How to pay as you go and without debt
By Michael Schneider, President
About one in six Americans has student debt. Even more alarmingly, about 20 percent of those in debt are over the age of 50 – parents and grandparents are spending their retirement nest egg to pay off their families’ college loans. Student debt permeates generations.
Kenajah Upchurch, a sophomore business management student in Houston, didn’t want to go into heavy debt on her family. Self-proclaimed “budget person,” Kenajah recognized McPherson College Student debt project as a way to finish college with a pay-as-you-go plan. She joined the project this academic year because, she says, “it appeals to my business acumen. I am ready to work now so that I can relax later.
The Student Debt Project combines financial literacy training, jobs, mentorship, and college matching funds to help students eliminate their need for loans. Kenajah is one of some 170 students currently participating in the program, all on track to graduate with little to no student debt.
And it works, even during a pandemic.
Despite the fact that COVID-19 shortened their work schedules this spring, students participating in the 2019-20 Student Debt Project were able to reduce their expected student loan debt, on average, by $ 10,000 each. That’s over 30 percent of debt reduction expected at graduation in just a few months in the project.
In the United States, the average student loan debt upon graduation is $ 29,076. That’s only slightly lower here in Kansas, where 58% of the Class of 2019 left their respective public and private college campuses with an average debt of $ 27,216 per graduate. Making average payments of around $ 200 per month, it takes most Kansas graduates – and / or their parents and grandparents – over 11 years to pay off their student loans.
But it doesn’t have to be like that.
By the end of the 2020-2021 academic year, over 200 McPherson College students will participate in the Student Debt Project, each assigned to one of 40 mentors who offer monthly budget advice. , setting personal and financial goals and staying on track to achieve them. Our Career Services office helps every student find paid internships or other part-time jobs to help them pay off their debt.
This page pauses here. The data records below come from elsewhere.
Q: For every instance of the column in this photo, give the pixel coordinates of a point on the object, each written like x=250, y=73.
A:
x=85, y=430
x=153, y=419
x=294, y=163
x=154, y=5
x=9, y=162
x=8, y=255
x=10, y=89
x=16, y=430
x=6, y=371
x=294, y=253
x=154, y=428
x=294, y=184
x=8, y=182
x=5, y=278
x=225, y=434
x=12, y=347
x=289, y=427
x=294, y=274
And this year, students have already reduced their projected average debt at graduation to 35% below the national average.
As an added incentive, McPherson College contributes 25 cents for every dollar students earn and apply toward their college debt.
Kenajah – who balances her education while continuing to play women’s basketball and work part-time as a campus guidance manager, volleyball line coach and Wal-Mart clerk – says the extra 25 cents gives her a bit of a break from her budget and means she doesn’t have to work so many hours or sacrifice study time for work.
“When I look at my future, I am confident that I can start enjoying my life sooner after college without worrying about student debt,” Kenajah told me.
Closing the student loan gap
In student loan parlance, the “spread” is the amount a student will owe upon graduation after all scholarships and personal contributions have been applied. The gap is where most colleges stop their financial aid, leaving students to ask for thousands of dollars in loans to pay off the balance. Sometimes students apply for more loans than they need, which only prolongs the vicious cycle of indebtedness.
The Student Debt Project was designed by McPherson College to close this loan gap, so that students don’t end up with a mountain of debt. We did this because we never take a student’s future well-being – or their future financial health – for granted.
There is no “typical” student or “typical” amount of financial need in our program. Each student enters the Student Debt Project from a different personal and financial perspective. Their family income spans the entire financial spectrum.
And that’s as it should be. Because this program is not just about money.
The Student Debt Project is not just a way to pay off college loan debt before graduation. It’s also about embracing life skills such as budget discipline, time management, goal setting, and the intrinsic value of mentoring – aspects of a college education that will serve students through to. adulthood.
The American ideal of obtaining a college degree is alive and well. But the prospect of grappling with years of student loan debt – stacked on top of pandemic angst – should cause prospective students and their families to think long and hard about their choices. It literally pays off to attend a school like McPherson College, a campus community that not only prepares students academically, but helps them bridge the gap to start a financially healthy, debt-free post-graduation life.